Submitted by maths123 on Thu, 05/28/2015 - 10:56
Forums:
I reached the stage where you have to prove the expression for $ \lambda_1 $
I realised the use of $ x.x = 1 $ and I came to the below expression
$ \lambda^2 (3-2\gamma -2\beta + \alpha) + \lambda(2\alpha - \beta-\gamma) + \alpha + \beta + \gamma - 3 = 0 $
From looking at answers on TSR, the above has $(\lambda + 1) $ as a factor - how would you spot this? - If you can spot this the result follows easily from there...

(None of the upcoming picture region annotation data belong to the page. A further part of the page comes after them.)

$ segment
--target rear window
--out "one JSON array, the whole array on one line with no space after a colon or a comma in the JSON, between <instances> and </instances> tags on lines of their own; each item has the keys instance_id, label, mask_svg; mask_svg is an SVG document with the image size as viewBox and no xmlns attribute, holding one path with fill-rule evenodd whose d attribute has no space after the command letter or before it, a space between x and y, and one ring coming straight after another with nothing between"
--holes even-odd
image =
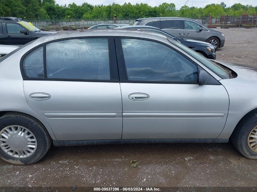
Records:
<instances>
[{"instance_id":1,"label":"rear window","mask_svg":"<svg viewBox=\"0 0 257 192\"><path fill-rule=\"evenodd\" d=\"M145 25L147 26L151 26L160 29L160 27L159 21L150 21L148 23L146 23Z\"/></svg>"},{"instance_id":2,"label":"rear window","mask_svg":"<svg viewBox=\"0 0 257 192\"><path fill-rule=\"evenodd\" d=\"M180 20L163 20L161 21L161 29L181 29Z\"/></svg>"}]
</instances>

In addition when I used the quadratic formula for the expression, why did I have to use the negative sign instead of the positive (in the $\pm$ part of formula) to get the answer, although we know $\lambda$ is positive - how would you know which sign to use?
Try sketching it
If you think about it, what you are doing is finding the intersection of a line with a circle. One point at which this happens is $Y_{1}$ but there is another obvious point where the line in question intersects the circle. Carry on with this logic and you should be able to get why $\lambda = -1$ is going to be a solution, and why we would use the other answer of the quadratic instead of $\lambda = -1$. Also, sketching it helps.
Alternatively, if you have gotten to $\lambda = -1$ some other way and are just wondering why we don't take it as our answer, just try plugging it back in and seeing what vector you get back out.